Treasury Council Decision: Balancer TCL migration to AURA
- Unstake the current Badger/wbtc deposited on Balancer and restake it on AURA. This will earn BAL and AURA instead of just bal. Currently, the APY on the pool is projected at 85%.
Badger has deployed its first 30 BTC + corresponding Badger position and is bribing 3k Badger/week on Hidden hand.
Aura has launched recently and is now adding AURA rewards as yields on top of the current BAL rewards. It is now possible to deposit the TCL balancer tokens into aura for enhanced yields.
The Proposal is to move our TCL on Balancer into Aura.
This is a rather conservative move with the main goal of farming AURA in addition to BAL.
The projection is that by moving our TCL:
- The treasury will earn double the current APY it is earning on Balancer.
Metrics of Success:
- How long will the investment thesis take to play out?
The treasury will yield BAL and AURA assets immediately.
- Will the treasury recoup funds or does an investment represent an outlay?
The treasury will be able to recoup the funds if needed (minus the IL which is smaller on 80/20 pools and should be well covered by the current rate of rewards).
What are the risks associated with each investment?
- Protocol risk (0 - 10)
Likelihood of a smart contract or a system of smart contracts (protocol) is exploited or funds are lost
5 - Aura is a new protocol but it is built ontop of Balancer, one of the oldest and well developed AMMs in DeFi. The Aura contracts have been audited and their community is trusted by many.
- Liquidity risk (0 - 10)
Liquidity risk refers to how easily an asset can be bought or sold in the market.
0- The TCL can be unstaked at any time.
- Market risk (0 - 10)
Market risk is the risk that arises from movements in stock prices, interest rates, exchange rates, and commodity prices. Metrics to consider : VaR, skew, sharpe.
2 - The Market risk isn’t particularly applicable here since this is a TCL position.

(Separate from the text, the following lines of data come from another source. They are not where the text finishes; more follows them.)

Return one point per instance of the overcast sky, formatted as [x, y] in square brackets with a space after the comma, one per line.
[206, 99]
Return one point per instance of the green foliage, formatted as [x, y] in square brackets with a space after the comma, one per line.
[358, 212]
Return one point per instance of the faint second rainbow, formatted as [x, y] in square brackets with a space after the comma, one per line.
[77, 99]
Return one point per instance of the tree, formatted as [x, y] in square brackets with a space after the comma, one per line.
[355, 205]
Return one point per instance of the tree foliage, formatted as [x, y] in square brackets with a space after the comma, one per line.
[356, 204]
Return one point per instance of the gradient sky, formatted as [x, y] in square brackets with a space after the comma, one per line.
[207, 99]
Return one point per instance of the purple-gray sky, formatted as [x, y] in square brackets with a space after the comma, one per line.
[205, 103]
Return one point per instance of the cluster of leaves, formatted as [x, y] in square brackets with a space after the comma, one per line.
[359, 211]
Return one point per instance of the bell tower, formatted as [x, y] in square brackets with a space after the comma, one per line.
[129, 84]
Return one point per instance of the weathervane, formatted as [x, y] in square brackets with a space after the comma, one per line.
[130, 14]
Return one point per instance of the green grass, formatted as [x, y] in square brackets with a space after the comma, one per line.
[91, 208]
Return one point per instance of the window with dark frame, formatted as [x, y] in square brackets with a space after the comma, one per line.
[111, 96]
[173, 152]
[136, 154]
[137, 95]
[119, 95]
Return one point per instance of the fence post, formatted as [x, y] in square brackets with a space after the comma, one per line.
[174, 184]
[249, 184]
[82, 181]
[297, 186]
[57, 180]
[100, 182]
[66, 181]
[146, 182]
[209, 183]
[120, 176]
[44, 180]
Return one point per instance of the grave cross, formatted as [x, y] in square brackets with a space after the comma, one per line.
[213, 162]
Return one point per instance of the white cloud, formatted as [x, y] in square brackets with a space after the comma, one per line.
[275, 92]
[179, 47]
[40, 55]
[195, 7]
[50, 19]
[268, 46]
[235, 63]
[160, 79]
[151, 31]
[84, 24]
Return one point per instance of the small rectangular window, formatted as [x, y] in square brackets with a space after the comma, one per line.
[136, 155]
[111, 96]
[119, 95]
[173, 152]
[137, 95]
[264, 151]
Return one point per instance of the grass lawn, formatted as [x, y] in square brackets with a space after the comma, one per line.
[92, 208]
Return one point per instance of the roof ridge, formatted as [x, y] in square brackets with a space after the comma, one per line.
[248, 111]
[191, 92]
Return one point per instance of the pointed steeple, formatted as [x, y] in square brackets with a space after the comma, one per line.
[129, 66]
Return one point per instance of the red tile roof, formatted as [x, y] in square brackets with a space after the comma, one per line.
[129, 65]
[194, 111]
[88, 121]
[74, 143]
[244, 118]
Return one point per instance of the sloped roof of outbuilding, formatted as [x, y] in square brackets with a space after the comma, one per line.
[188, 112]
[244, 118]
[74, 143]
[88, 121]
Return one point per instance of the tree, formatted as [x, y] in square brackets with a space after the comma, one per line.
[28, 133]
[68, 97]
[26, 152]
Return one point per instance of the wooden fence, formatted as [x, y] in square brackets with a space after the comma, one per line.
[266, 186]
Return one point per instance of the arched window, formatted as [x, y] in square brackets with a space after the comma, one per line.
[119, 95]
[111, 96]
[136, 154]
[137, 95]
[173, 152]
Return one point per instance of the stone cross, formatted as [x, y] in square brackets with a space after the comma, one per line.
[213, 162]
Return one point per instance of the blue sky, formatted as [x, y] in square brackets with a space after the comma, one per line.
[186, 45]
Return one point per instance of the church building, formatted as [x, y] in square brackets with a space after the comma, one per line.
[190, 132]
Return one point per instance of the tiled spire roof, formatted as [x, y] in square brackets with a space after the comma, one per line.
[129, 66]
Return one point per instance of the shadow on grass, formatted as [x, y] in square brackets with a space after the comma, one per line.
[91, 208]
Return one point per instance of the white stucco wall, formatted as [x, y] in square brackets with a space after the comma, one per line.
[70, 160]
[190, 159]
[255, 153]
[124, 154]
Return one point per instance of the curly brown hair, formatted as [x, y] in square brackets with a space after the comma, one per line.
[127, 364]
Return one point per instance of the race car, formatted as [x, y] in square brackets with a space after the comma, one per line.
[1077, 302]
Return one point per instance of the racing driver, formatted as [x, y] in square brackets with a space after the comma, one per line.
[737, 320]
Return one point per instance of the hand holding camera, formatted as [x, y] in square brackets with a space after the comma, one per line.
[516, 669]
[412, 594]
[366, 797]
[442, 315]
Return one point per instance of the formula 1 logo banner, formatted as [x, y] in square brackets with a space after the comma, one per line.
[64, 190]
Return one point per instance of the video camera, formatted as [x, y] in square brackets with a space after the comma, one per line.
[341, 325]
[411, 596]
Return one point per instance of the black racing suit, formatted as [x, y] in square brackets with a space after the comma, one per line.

The Market risk is the same whether deposited in Balancer or AURA
- Credit risk (0 - 10)
The risk of loss from the failure of a counterparty to make a promised payment, this should cover airdrops expected
0 - These are both base treasury assets
- Execution risk (0-10)
How long will it take to execute, how many signers on a Multisig or queue of things that must be signed first.
3 -The treasury multisig will need to sign to enter/exit these positions which at the moment could take up to 1 week. Rapid withdrawal from the position during some sort of black swan event would likely be possible, but no clear processes are in place to do so.